To avoid repeating the definition of the sink interfaces in both the subscriber application and the event class type library, the event class IDL file should import the sink interface (IMySink) definitions from the type library of the subscribers. This is what the line importlib("SubApp.tlb");was used for in the previous example.

The easiest way to generate a type library is to have the Visual Studio ATL create one for you. The default behavior in ATL is to embed the type library in the DLL, since the ATL Application Wizard adds a reference to the type library in the project RC file.

I strongly recommend that you put only event classes in the event class DLL. Do not put event classes in the same type library with regular CoClasses; such a mix confuses the Install Wizard—the Wizard will install all components as event classes. This installation has potentially catastrophic results, since it may corrupt an existing installation of the regular components. However, as you have already seen in Chapter 1, you can map more than one DLL to the same COM+ application—you can put your event class and other components in the same application.

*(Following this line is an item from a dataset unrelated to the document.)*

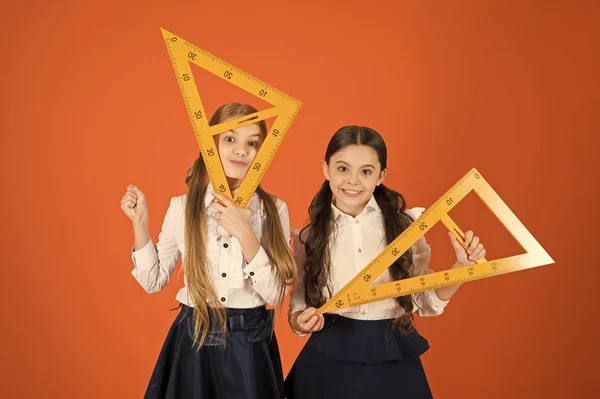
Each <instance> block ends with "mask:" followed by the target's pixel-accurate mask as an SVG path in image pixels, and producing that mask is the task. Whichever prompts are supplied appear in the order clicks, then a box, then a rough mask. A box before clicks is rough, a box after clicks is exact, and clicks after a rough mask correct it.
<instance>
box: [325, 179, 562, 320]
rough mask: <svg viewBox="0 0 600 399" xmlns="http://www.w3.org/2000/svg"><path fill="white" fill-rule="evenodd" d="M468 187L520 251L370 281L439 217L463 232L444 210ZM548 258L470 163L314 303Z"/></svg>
mask: <svg viewBox="0 0 600 399" xmlns="http://www.w3.org/2000/svg"><path fill="white" fill-rule="evenodd" d="M471 191H474V192H475V193H476V194H477V195H478V196H479V197H480V198H481V200H482V201H483V202H484V203H485V204H486V205H487V207H488V208H489V209H490V210H491V211H492V213H493V214H494V215H495V216H496V217H497V218H498V220H499V221H500V222H501V223H502V224H503V225H504V227H505V228H506V229H507V230H508V231H509V232H510V233H511V234H512V236H513V237H514V239H515V240H516V241H517V242H518V243H519V244H520V245H521V247H522V248H523V249H524V250H525V253H524V254H522V255H516V256H510V257H507V258H502V259H496V260H493V261H487V260H480V261H479V262H478V263H477V264H475V265H471V266H464V267H460V268H456V269H449V270H445V271H440V272H436V273H431V274H426V275H424V276H417V277H412V278H407V279H404V280H398V281H393V282H389V283H384V284H378V285H371V284H370V283H371V282H372V281H375V279H376V278H377V277H378V276H379V275H381V274H382V273H383V272H384V271H385V270H386V269H387V268H388V267H389V266H390V265H391V264H392V263H393V262H394V261H396V259H398V258H399V257H400V256H401V255H402V254H403V253H404V252H406V251H408V250H409V248H410V247H411V246H412V245H414V243H416V242H417V240H418V239H419V238H421V237H422V236H423V235H425V233H427V232H428V231H429V229H431V228H432V227H433V226H434V225H435V224H436V223H437V222H439V221H441V222H442V223H444V224H445V225H446V227H447V228H448V229H449V230H450V231H452V232H454V234H455V235H457V236H458V237H457V238H459V241H460V240H461V238H463V237H464V234H463V233H462V231H461V230H460V229H459V228H458V226H456V224H455V223H454V222H453V221H452V219H450V217H449V216H448V212H450V210H451V209H452V208H454V207H455V206H456V205H457V204H458V203H459V202H460V201H461V200H463V199H464V198H465V197H466V196H467V194H469V193H470V192H471ZM551 263H554V261H553V260H552V258H551V257H550V256H549V255H548V253H547V252H546V251H545V250H544V248H542V246H541V245H540V244H539V243H538V242H537V241H536V240H535V238H534V237H533V236H532V235H531V233H529V231H527V229H526V228H525V226H523V223H521V222H520V221H519V219H517V217H516V216H515V214H514V213H513V212H512V211H511V210H510V209H509V208H508V206H506V204H505V203H504V201H502V199H501V198H500V196H498V194H496V192H495V191H494V189H492V187H491V186H490V185H489V184H488V183H487V182H486V181H485V179H484V178H483V176H481V174H480V173H479V172H478V171H477V170H476V169H474V168H473V169H471V171H470V172H469V173H467V174H466V175H465V176H464V177H463V178H462V179H461V180H460V181H459V182H458V183H456V184H455V185H454V186H453V187H452V188H451V189H450V190H448V192H446V194H444V195H443V196H442V197H441V198H440V199H439V200H438V201H437V202H435V204H433V206H431V207H430V208H428V209H427V210H426V211H425V212H424V213H423V214H422V215H421V217H419V218H418V219H417V220H415V222H414V223H413V224H411V225H410V226H409V227H408V228H407V229H406V230H405V231H404V232H402V234H401V235H399V236H398V237H397V238H396V239H395V240H394V241H393V242H392V243H391V244H390V245H388V246H387V247H386V248H385V249H384V250H383V251H382V252H381V253H380V254H379V255H378V256H377V257H376V258H375V259H373V261H371V263H369V264H368V265H367V266H366V267H365V268H364V269H363V270H362V271H361V272H360V273H358V274H357V275H356V277H354V278H353V279H352V280H351V281H350V282H349V283H348V284H346V285H345V286H344V287H343V288H342V289H341V290H339V291H338V292H337V293H336V294H335V295H334V296H333V297H332V298H331V299H330V300H329V301H327V303H325V304H324V305H323V306H322V307H321V308H320V309H319V312H322V313H326V312H331V311H335V310H339V309H344V308H348V307H353V306H357V305H361V304H364V303H369V302H376V301H380V300H382V299H389V298H396V297H399V296H404V295H410V294H415V293H417V292H422V291H428V290H431V289H435V288H439V287H444V286H448V285H453V284H457V283H463V282H467V281H473V280H479V279H483V278H487V277H493V276H497V275H500V274H506V273H512V272H516V271H519V270H524V269H529V268H532V267H537V266H544V265H548V264H551Z"/></svg>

When you supply the event class, COM+ tries to register it. You are responsible for providing proper registration code in the DLL for all components contained in the DLL. Again, the easiest way is to use ATL to generate a skeleton implementation of the event class for you. Simply have the ATL Object Wizard insert new components into the event classes DLL. Since the implementation of these event classes is never called, it is a bug if anybody ever uses them. This would usually happen as a result of not installing the event class in the COM+ Catalog and only building and registering it as a normal COM object. I therefore suggest that you provide default behavior to the ATL code-assert on every method call. See Example 9-1.

Example 9-1. Skeleton implementation of the event class

class CMyEventClass : 
   public CComObjectRootEx<CComMultiThreadModel>,
   public CComCoClass<CMyEventClass,&CLSID_MyEventClass>,
   public IMySink 
{
public:
   CMyEventClass(  ){};
   DECLARE_REGISTRY_RESOURCEID(IDR_MYEVENTCLASS)
   DECLARE_PROTECT_FINAL_CONSTRUCT(  )

   BEGIN_COM_MAP(CMyEventClass)
     COM_INTERFACE_ENTRY(IMySink)
   END_COM_MAP(  )

// IMySink
public:
   STDMETHOD(OnEvent1)(  ){ATLASSERT(0);return E_NOTIMPL;};
   STDMETHOD(OnEvent2)(  ){ATLASSERT(0);return E_NOTIMPL;};
};

Event Class Interface Design Guidelines

The sink interface can be a custom interface or an automation-compliant interface. However, the methods of a sink interface can contain only input parameters. [out] or [in,out] parameters are not allowed. Since COM+ seeks to decouple the publisher from the subscribers, there is no way for a subscriber to return information back to the publisher—the call on the subscriber interface returns to COM+, not to the publisher.

From the publisher’s perspective, it only fires an event on one object—the event class.

COM+ uses type library marshaling to marshal the call on the sink interface from the event class to the subscribers. Interfaces that use type library marshaling must comply with the following requirements:

  • All the methods must return HRESULT.

  • The methods do not use certain IDL attributes such as [size_is] and [length_is]. See the MSDN documentation for the exact specification of typelib-compliant IDL attributes.